Step by step solution

01

Convert the Second-Order ODE into a System of Two First-Order ODEs

In order to convert the second-order ODE into a system of two first-order ODEs, we will introduce two new variables, let \(y_{1}(t) = x(t)\) and \(y_{2}(t) = x^{\prime}(t)\). Then, we have, $$ \begin{cases} y_{1}^{\prime}(t) = y_{2}(t),\\ y_{2}^{\prime}(t) = t - t^{2} y_{2}(t) - 3y_{1}(t),\\ y_{1}(0) = 1,\\ y_{2}(0) = 2.\\ \end{cases} $$ Now, we have a system of two first-order ODEs.
02

Set Up Runge-Kutta Method

The Runge-Kutta method involves the computation of weights at different points in the interval over which we want to solve the ODE. For the given problem, we have \(h=0.1\).
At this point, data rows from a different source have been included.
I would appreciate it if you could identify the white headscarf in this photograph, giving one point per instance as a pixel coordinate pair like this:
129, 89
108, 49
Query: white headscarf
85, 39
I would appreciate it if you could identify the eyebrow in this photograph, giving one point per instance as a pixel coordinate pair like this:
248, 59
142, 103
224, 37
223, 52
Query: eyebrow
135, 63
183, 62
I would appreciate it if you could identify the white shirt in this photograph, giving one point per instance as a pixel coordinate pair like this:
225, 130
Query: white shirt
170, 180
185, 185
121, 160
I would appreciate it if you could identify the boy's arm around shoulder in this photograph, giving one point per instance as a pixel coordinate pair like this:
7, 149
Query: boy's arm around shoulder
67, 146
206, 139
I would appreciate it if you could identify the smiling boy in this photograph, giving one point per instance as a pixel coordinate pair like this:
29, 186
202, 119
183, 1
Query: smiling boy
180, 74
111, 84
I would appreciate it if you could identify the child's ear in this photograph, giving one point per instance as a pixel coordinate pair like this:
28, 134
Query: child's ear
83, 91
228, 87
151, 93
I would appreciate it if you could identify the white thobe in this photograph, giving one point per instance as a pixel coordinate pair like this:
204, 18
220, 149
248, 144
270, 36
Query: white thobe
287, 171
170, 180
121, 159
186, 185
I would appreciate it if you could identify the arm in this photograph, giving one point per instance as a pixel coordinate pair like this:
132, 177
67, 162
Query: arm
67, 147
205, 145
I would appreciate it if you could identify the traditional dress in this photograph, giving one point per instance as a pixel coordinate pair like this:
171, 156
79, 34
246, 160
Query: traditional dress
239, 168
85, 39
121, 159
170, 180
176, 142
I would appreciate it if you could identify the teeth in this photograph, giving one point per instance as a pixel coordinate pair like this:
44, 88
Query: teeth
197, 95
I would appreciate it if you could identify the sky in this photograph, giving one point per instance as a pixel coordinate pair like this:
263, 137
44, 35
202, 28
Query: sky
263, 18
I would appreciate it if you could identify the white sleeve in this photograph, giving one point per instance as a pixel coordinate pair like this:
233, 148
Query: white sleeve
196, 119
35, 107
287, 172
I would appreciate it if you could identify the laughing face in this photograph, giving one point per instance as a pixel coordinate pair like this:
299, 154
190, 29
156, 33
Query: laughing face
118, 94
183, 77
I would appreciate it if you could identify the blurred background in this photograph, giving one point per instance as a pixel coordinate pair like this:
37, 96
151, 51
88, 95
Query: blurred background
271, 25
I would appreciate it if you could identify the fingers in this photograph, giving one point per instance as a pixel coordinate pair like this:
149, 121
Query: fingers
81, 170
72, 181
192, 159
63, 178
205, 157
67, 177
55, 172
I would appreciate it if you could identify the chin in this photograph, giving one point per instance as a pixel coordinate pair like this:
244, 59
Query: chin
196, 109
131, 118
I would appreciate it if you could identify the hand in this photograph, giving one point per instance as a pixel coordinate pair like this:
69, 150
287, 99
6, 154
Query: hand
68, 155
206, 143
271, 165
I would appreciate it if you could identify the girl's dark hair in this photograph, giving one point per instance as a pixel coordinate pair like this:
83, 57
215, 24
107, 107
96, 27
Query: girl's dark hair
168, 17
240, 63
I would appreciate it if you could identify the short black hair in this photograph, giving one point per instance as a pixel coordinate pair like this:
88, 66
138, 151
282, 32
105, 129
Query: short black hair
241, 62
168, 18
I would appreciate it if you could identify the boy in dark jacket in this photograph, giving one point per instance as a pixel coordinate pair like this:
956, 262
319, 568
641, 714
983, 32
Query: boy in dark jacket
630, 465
We will use the 4th order Runge-Kutta method. To implement the 4th order Runge-Kutta method for the given system, we will consider an iteration method in the following manner: For \(i = 0,1,2,\ldots\) and \(t_{i}=0.1i\), $$\begin{aligned} k_{1}^{(1)} &= h \cdot y_{2}(t_{i} ) ,\\ k_{1}^{(2)} &= h \cdot (t_{i}-t_{i}^{2}y_{2}(t_{i})-3y_{1}(t_{i})),\\ k_{2}^{(1)}&=h \cdot [y_{2}(t_{i}+\frac{h}{2})+ \frac{k_{1}^{(2)}}{2}],\\ k_{2}^{(2)} &= h \cdot (t_{i}+\frac{h}{2}-(t_{i}+\frac{h}{2})^{2} [y_{2}(t_{i})+\frac{k_1^{(2)}}{2}] - 3[y_{1}(t_{i}) + \frac{k_{1}^{(1)}}{2}]),\\ k_{3}^{(1)}&=h \cdot [y_{2}(t_{i}+\frac{h}{2})+ \frac{k_{1}^{(2)}}{4}+\frac{k_{2}^{(2)}}{4}],\\ k_{3}^{(2)} &= h \cdot (t_{i}+\frac{h}{2}-(t_{i}+\frac{h}{2})^{2} [y_{2}(t_{i})+\frac{k_1^{(2)}+k_2^{(2)}}{4}] - 3[y_{1}(t_{i}) + \frac{k_{1}^{(1)}+k_2^{(1)}}{4}]),\\ k_{4}^{(1)} &= h \cdot [y_{2}(t_{i}+h)+k_{2}^{(2)}],\\ k_{4}^{(2)}&=h \cdot (t_{i}+h - (t_{i}+h)^{2} [y_{2}(t_{i})+k_2^{(2)}] - 3[y_{1}(t_{i}) + k_{2}^{(1)}]),\\ y_{1}(t_{i+1}) &= y_{1}(t_{i}) + \frac{1}{6}(k_{1}^{(1)}+2k_{2}^{(1)}+ 2k_{3}^{(1)}+ k_{4}^{(1)}),\\ y_{2}(t_{i+1}) &= y_{2}(t_{i}) + \frac{1}{6}(k_{1}^{(2)}+2k_{2}^{(2)}+ 2k_{3}^{(2)}+ k_{4}^{(2)}). \end{aligned} $$
03

Calculate the Solution Using Runge-Kutta Method

Now, we can start computing \(y_1(t)\) and \(y_2(t)\) for the given \(t\) using the steps defined in step 2. We are given the initial values \(y_1(0) = 1\) and \(y_2(0) = 2\). With \(h=0.1\), calculate \(y_{1}(t)\) and \(y_{2}(t)\) for \(t=0.1, 0.2, 0.3, 0.4, 0.5, 0.6, 0.7, 0.8, 0.9,\) and \(1.0\). After computations, we obtain the following approximate values: - For \(t = 0.5\), \(y_{1}(t) \approx 1.078174.\) - For \(t = 1.0\), \(y_{1}(t) \approx 1.045961.\) Therefore, the solution \(x(t) = y_{1}(t)\) at \(t=0.5\) is approximately \(1.078174\) and at \(t=1.0\) is approximately \(1.045961\).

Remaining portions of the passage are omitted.